I don't like the American war machine. The Guess Who's American Woman, banned all over the states in the 70's still remains a favourite of mine. But that doesn't mean I want the communists, fascistts or taliban in charge. Often the devil one knows is better than the alternative. I don't think Obama has an easy job of staying alive when so much of the world economy revolves around selling arms and ammunition, the NATO nations themselves being the greatest arms producers. They're the good guys. The bad guys more often than not just want the money. Who want's to change the paradigm.
"I'd rather be a hammer than a nail," sings the saddest song of man. The reformer is forever the enemy of anyone who benefits from the status quo.

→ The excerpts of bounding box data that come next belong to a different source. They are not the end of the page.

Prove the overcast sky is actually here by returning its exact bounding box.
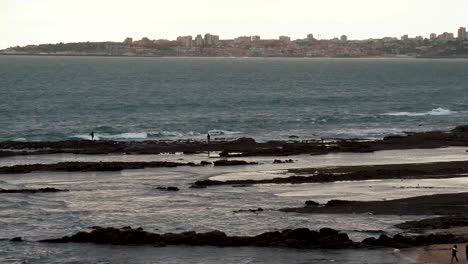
[0,0,468,48]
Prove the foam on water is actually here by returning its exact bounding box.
[382,107,457,116]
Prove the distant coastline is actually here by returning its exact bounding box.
[0,53,468,59]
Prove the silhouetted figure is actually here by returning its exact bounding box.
[465,245,468,261]
[450,245,458,263]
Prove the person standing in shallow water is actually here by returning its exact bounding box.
[465,245,468,261]
[450,245,458,263]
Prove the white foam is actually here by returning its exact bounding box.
[72,132,148,140]
[381,107,456,116]
[208,129,242,136]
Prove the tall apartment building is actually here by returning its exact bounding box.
[177,36,192,47]
[437,32,454,41]
[279,36,291,42]
[124,38,133,45]
[458,27,466,40]
[205,33,219,46]
[195,34,203,47]
[250,36,260,41]
[234,36,252,43]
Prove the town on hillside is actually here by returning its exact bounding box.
[0,27,468,58]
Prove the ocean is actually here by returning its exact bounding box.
[0,56,468,264]
[0,56,468,141]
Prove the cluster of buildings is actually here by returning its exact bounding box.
[4,27,468,57]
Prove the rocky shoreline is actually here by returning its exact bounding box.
[0,125,468,157]
[34,227,466,249]
[194,161,468,186]
[280,193,468,216]
[0,161,204,174]
[0,187,69,194]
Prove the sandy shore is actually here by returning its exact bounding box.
[402,226,468,264]
[280,193,468,215]
[0,125,468,157]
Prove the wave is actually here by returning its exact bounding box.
[326,128,405,139]
[208,129,242,136]
[71,129,242,140]
[71,132,148,140]
[381,107,456,116]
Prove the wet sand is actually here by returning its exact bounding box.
[194,161,468,186]
[0,122,468,157]
[410,226,468,264]
[281,193,468,215]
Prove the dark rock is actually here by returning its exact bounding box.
[273,159,294,164]
[232,138,257,145]
[362,234,457,248]
[190,183,207,189]
[0,161,194,173]
[232,184,253,188]
[10,237,23,242]
[234,207,264,213]
[0,187,68,193]
[396,216,468,231]
[156,186,180,192]
[305,200,320,206]
[40,228,354,248]
[320,227,339,236]
[214,160,258,166]
[325,200,355,207]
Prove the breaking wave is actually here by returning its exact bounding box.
[382,107,456,116]
[71,129,242,140]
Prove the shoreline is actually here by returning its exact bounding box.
[280,192,468,216]
[0,53,468,59]
[0,125,468,157]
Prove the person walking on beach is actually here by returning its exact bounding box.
[450,245,458,263]
[465,245,468,261]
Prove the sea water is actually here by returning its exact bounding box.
[0,56,468,141]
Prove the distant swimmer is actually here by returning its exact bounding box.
[450,245,458,263]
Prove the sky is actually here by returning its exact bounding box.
[0,0,468,49]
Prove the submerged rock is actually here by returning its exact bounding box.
[234,207,265,213]
[40,227,356,248]
[273,159,294,164]
[0,187,69,193]
[214,160,258,166]
[395,216,468,231]
[156,186,180,192]
[362,234,460,248]
[10,237,23,242]
[305,200,320,206]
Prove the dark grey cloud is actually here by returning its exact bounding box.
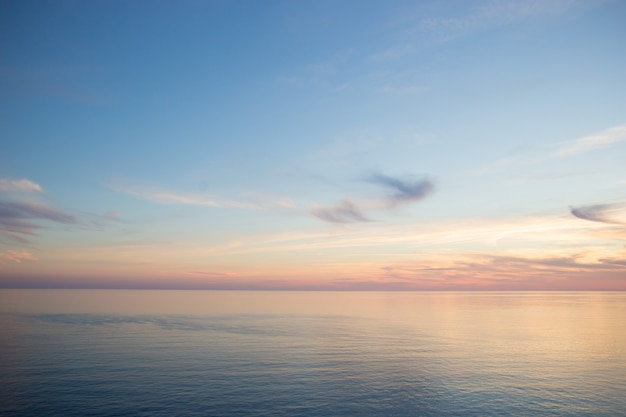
[367,174,435,207]
[0,201,75,239]
[570,204,623,224]
[311,200,369,223]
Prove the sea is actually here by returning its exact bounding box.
[0,289,626,417]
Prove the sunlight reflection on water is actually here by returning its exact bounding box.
[0,290,626,416]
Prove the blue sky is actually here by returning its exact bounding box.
[0,0,626,289]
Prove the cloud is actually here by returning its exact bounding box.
[0,250,37,264]
[368,174,435,207]
[420,0,581,39]
[311,200,369,223]
[0,201,75,237]
[476,125,626,175]
[554,125,626,157]
[570,204,626,224]
[110,185,293,210]
[0,178,43,192]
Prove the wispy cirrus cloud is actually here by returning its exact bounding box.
[476,125,626,175]
[419,0,584,39]
[0,201,76,239]
[0,250,37,264]
[0,178,43,192]
[570,204,626,224]
[553,125,626,157]
[311,200,369,223]
[110,185,293,210]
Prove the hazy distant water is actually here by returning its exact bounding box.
[0,290,626,416]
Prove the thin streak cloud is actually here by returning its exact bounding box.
[0,178,43,192]
[311,200,369,223]
[110,186,293,210]
[570,204,626,224]
[554,125,626,157]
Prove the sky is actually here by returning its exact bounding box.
[0,0,626,290]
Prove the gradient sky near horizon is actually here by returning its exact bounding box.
[0,0,626,290]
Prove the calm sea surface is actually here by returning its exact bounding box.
[0,290,626,417]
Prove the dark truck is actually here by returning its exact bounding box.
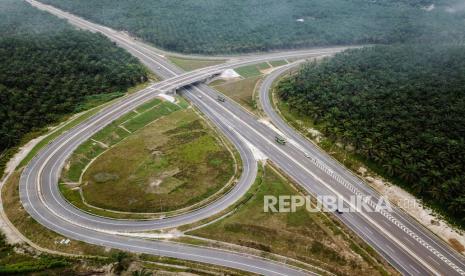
[274,135,286,145]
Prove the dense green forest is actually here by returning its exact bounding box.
[277,45,465,226]
[42,0,465,54]
[0,0,147,176]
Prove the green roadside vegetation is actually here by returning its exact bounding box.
[235,62,270,78]
[0,0,149,178]
[0,233,109,275]
[187,165,396,275]
[269,60,287,67]
[60,99,237,213]
[168,56,226,71]
[210,76,262,111]
[42,0,464,54]
[210,60,287,111]
[277,44,465,228]
[18,82,150,168]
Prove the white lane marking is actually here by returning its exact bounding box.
[189,87,446,274]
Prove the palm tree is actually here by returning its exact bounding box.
[132,268,153,276]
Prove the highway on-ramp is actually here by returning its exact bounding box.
[20,0,465,275]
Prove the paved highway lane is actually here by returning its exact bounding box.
[259,63,464,275]
[23,0,463,275]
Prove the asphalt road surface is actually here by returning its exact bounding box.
[20,0,465,275]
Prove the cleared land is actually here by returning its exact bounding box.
[168,56,225,71]
[212,76,261,110]
[210,60,287,111]
[189,166,395,275]
[60,97,235,214]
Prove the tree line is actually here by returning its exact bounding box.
[0,0,147,175]
[277,45,465,226]
[43,0,464,54]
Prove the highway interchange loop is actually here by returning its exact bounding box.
[16,0,465,275]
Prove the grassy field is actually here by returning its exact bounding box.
[270,60,287,67]
[2,170,106,256]
[210,60,287,111]
[189,166,395,275]
[18,81,155,167]
[212,76,261,110]
[60,100,235,212]
[168,56,225,71]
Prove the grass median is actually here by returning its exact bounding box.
[188,166,395,275]
[60,97,237,218]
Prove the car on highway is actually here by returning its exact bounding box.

In it all I admire the hope and resilience and those that continue despite the losses and failures. In spite of all the easy ways out they continue to know that the Gorgon's knot isn't supposed to be cut with an axe or knife. There's always another way. In the end my faith is that what happens is usually the best of a bad lot. And we all know politics makes strange bedfellows.
Right now we have it easy. If Star Trek or Men in Black have any say about the future we're going to be trying to get along with insectoid species and relate to the intelligence in a crystal. When that time comes we'll look back and remember the songs 'These are the good old days."
My own New Year's wish is of course, Peace on Earth Personally, though I hope I'm less quick to judge, less willing to choose sides, more forgiving and tolerant. Mostly I hope to continue hearing from people who were there what it really was like and not to believe the 'spin' or 'sales pitch' or propaganda that gets added to the simpler complex confusing tale of reality and truth. "
"Confusion is the harbinger of change," said the famous Wisconsin psychiatrist Dr. Whitaker. It's too easy to stay in the safe zone of my own predjudice, thinking I'm growing when really I may be stagnating.